Could Your Nightmares Signal Something More Serious? New Study Links Them to THIS Diseases
Daniel Kim Views
Research has surfaced suggesting that nightmares and hallucinations could be early symptoms of autoimmune diseases.
The results of a study investigating the correlation between symptoms of nightmares and hallucinations and autoimmune diseases were published in eClinicalMedicine.
Autoimmune diseases occur when our body’s immune system attacks normal tissues or organs. Depending on the disease, the affected tissues or organs vary, and in many cases, multiple sites are affected. Lupus, rheumatoid arthritis, Sjogren’s syndrome, and systemic sclerosis are typical autoimmune diseases.
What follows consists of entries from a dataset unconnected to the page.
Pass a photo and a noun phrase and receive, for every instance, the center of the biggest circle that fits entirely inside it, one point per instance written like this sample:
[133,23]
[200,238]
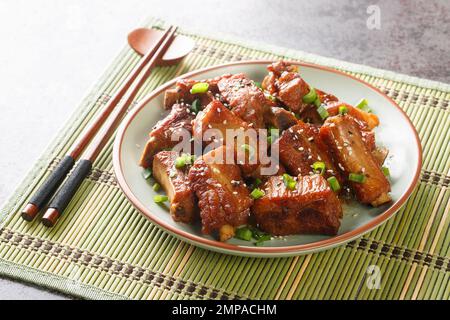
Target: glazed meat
[279,118]
[312,207]
[160,137]
[344,139]
[216,116]
[267,156]
[222,195]
[300,147]
[366,121]
[309,113]
[175,183]
[244,98]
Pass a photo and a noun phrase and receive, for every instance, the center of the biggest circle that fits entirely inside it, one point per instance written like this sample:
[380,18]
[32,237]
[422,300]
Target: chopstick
[104,121]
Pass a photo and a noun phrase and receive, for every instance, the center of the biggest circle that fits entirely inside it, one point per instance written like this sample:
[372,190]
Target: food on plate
[223,197]
[355,160]
[308,207]
[171,170]
[269,159]
[161,136]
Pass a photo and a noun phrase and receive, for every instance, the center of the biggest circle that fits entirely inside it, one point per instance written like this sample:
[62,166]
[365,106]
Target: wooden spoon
[142,39]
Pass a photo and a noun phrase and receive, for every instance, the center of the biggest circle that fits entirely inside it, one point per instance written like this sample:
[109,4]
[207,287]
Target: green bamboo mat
[103,248]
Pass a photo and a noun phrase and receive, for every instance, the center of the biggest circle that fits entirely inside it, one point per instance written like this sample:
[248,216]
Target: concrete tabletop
[53,51]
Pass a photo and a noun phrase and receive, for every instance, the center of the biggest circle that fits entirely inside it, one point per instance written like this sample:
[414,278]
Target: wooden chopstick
[64,195]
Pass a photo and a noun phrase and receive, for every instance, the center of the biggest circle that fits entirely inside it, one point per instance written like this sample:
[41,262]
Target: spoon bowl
[142,39]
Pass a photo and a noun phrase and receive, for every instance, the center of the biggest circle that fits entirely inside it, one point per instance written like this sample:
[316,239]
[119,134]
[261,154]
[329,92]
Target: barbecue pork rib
[312,207]
[300,147]
[175,183]
[160,138]
[244,98]
[349,151]
[222,195]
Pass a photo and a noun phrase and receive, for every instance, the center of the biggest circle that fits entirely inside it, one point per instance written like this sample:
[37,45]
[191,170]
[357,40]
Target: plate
[395,132]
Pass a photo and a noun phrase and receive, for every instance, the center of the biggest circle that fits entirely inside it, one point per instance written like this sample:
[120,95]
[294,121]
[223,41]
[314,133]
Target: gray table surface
[52,51]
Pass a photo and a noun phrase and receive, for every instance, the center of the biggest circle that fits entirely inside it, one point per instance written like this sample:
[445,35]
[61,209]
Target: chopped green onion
[289,182]
[364,105]
[334,184]
[269,96]
[257,182]
[319,166]
[247,148]
[156,186]
[274,133]
[310,97]
[180,162]
[200,87]
[356,177]
[195,106]
[317,102]
[258,84]
[160,199]
[147,173]
[184,160]
[323,112]
[343,110]
[257,193]
[244,233]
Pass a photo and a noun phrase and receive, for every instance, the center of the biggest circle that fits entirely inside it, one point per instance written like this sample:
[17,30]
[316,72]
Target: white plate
[395,132]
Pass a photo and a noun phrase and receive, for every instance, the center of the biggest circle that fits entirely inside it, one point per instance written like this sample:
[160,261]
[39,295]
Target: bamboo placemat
[103,248]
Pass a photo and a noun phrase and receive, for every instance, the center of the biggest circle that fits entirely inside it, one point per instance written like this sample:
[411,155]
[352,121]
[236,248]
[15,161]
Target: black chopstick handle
[66,192]
[48,188]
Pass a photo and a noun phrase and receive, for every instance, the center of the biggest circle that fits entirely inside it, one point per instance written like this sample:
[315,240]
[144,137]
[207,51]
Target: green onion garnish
[160,199]
[334,184]
[200,87]
[319,167]
[156,186]
[317,102]
[310,97]
[322,111]
[257,182]
[289,182]
[184,160]
[257,193]
[274,133]
[147,173]
[195,106]
[364,105]
[180,162]
[357,177]
[269,96]
[244,233]
[343,110]
[248,149]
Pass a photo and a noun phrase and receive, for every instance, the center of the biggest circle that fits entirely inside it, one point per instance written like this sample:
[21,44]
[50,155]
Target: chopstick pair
[107,120]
Researchers investigated the correlation between autoimmune diseases such as lupus and symptoms of nightmares and hallucinations, targeting 676 lupus patients and 69 patients with systemic autoimmune diseases, including lupus. Lupus is an autoimmune inflammatory disease that causes problems in various organs, including the brain.
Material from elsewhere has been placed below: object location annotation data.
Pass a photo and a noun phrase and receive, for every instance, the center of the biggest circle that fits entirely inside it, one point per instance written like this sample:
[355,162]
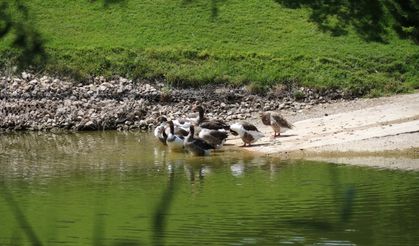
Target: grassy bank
[259,43]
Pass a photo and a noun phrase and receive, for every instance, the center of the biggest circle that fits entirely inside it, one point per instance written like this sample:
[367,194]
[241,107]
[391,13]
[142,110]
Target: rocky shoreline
[37,103]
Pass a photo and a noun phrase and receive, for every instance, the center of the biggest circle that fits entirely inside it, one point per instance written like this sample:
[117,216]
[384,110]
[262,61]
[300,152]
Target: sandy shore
[381,132]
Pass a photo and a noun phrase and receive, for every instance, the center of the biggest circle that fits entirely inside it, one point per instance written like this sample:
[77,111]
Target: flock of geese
[199,135]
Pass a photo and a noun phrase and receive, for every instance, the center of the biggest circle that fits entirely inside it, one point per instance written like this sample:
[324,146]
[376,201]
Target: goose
[212,124]
[196,146]
[247,132]
[182,125]
[159,131]
[276,121]
[174,142]
[160,134]
[213,137]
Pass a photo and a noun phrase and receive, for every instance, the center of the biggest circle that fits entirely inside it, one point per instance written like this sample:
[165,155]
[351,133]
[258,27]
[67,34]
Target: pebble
[31,102]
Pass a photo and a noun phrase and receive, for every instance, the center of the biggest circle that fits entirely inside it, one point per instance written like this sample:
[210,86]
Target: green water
[113,188]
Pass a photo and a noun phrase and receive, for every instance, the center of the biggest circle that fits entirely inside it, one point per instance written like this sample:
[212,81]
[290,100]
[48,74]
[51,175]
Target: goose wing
[279,119]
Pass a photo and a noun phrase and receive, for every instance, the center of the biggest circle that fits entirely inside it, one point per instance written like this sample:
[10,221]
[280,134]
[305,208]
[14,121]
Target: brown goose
[212,124]
[196,146]
[276,121]
[247,132]
[213,137]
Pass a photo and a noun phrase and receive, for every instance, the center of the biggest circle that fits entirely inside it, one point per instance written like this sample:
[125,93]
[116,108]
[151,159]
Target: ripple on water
[65,183]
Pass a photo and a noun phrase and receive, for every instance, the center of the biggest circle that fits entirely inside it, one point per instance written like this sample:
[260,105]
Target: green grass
[255,42]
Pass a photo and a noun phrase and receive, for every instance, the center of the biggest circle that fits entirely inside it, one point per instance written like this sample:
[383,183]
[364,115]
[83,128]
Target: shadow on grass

As a result of in-depth interviews with the patients, sleep disorders related to nightmares were found in three out of five lupus patients. For one-third of them, these sleep disorders appeared one year before the onset of lupus. Less than a quarter showed hallucination symptoms. Of these, 85% occurred in the early stages of autoimmune disease onset.
The research team described the characteristic hallucination symptoms appearing in patients as daymares. This is because the hallucination symptoms appeared as if dreaming while awake.
The researchers announced that these nightmares and hallucination symptoms could be early symptoms of autoimmune diseases, including lupus, or could serve as a clue indicating these diseases.